Conclusions: The behavior seen in OKO mice likely reflects developmental compensation often seen in mutant animals. These data suggest that activation of the Ox1r is a necessary component of food-reinforced responding, motivation, or both in normal mice.

Figure 1

Ox1r blockade results in decreased responding for food. (A) Mean number of reinforcers earned. (B) Mean number of active and inactive nose pokes. (C) Mean number of active nose pokes represented as percentage of total responses. Vertical lines represent the standard error of the mean (SEM).

Figure 2

Ox1r blockade results in decreased progressive ratio responding. (A) Mean number of active and (B) inactive nose pokes averaged across three PR4 sessions. (C) Mean BP averaged across three PR4 sessions. Vertical lines represent the standard error of the mean (SEM).

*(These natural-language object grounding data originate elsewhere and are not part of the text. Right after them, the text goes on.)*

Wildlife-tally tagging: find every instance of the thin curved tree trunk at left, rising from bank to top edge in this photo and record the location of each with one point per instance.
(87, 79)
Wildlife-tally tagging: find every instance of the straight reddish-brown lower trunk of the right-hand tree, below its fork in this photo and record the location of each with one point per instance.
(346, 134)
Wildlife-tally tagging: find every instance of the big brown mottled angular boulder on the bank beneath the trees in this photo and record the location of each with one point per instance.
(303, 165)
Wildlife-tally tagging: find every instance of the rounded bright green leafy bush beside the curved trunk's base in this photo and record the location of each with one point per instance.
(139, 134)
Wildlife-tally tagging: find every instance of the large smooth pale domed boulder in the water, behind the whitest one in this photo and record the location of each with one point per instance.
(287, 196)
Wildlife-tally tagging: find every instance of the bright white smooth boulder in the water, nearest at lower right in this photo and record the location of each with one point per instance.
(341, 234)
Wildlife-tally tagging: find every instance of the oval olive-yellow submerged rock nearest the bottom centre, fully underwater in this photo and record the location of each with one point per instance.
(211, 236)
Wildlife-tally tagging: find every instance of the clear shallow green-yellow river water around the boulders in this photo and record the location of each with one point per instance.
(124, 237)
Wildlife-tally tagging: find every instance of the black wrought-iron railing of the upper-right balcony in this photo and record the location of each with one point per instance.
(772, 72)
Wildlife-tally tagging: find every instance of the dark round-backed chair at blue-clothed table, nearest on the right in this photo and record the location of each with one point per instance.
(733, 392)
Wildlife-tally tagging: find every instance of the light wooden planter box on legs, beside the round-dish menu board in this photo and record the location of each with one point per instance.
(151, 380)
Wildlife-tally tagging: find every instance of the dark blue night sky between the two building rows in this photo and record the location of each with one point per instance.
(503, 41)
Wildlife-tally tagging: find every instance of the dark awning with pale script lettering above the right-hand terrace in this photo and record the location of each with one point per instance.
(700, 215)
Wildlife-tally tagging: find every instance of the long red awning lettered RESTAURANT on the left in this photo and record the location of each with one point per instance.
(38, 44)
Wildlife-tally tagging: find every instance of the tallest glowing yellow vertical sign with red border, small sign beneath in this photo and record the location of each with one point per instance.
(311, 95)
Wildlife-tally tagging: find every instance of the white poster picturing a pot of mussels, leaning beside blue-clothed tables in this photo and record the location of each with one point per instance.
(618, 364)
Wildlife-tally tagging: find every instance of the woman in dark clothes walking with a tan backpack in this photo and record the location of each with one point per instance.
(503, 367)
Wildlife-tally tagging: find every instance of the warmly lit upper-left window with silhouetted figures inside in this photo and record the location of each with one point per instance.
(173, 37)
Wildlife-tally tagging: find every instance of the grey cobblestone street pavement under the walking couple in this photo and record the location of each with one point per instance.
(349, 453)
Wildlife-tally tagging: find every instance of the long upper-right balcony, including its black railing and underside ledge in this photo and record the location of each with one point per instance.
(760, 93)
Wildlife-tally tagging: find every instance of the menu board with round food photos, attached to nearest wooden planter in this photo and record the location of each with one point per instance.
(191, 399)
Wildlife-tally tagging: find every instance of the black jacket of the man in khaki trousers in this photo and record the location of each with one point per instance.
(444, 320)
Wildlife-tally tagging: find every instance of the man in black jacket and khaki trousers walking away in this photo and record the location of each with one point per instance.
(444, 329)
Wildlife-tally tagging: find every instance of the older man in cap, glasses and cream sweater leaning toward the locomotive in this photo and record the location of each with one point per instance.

Figure 3. Orexin −/− mice display a delayed instrumental acquisition

(A) Mean number of reinforcers earned. (B) Mean number of active and inactive nose pokes. (C) Mean number of active nose pokes represented as percentage of total responses. Vertical lines represent the standard error of the mean (SEM).

Figure 4

Example of lateral hypothalamic infection of shCtrl (A) and shOrx (B) virus. Sections were processed for detection of orexin neuropeptide (red) and GFP from viral infection (green). Right panels in (A) and (B) show merged images. (C) Higher power analysis of infection sites showing persistent orexin expression in neurons infected with shCtrl in contrast to no orexin expression seen in neurons infected with shOrx.

Figure 5

RNAi mediated knockdown of the orexin gene results in decreased responding for food. (A) Mean number of reinforcers earned. (B) Mean number of active and inactive nose pokes. (C) Mean number of active nose pokes represented as percentage of total responses. Vertical lines represent the standard error of the mean (SEM).

Figure 6

RNAi mediated knockdown of the orexin gene results in decreased progressive ratio responding. (A) Mean number of active and (B) inactive nose pokes averaged across three PR4 sessions. (C) Mean BP averaged across three PR4 sessions. Vertical lines represent the standard error of the mean (SEM).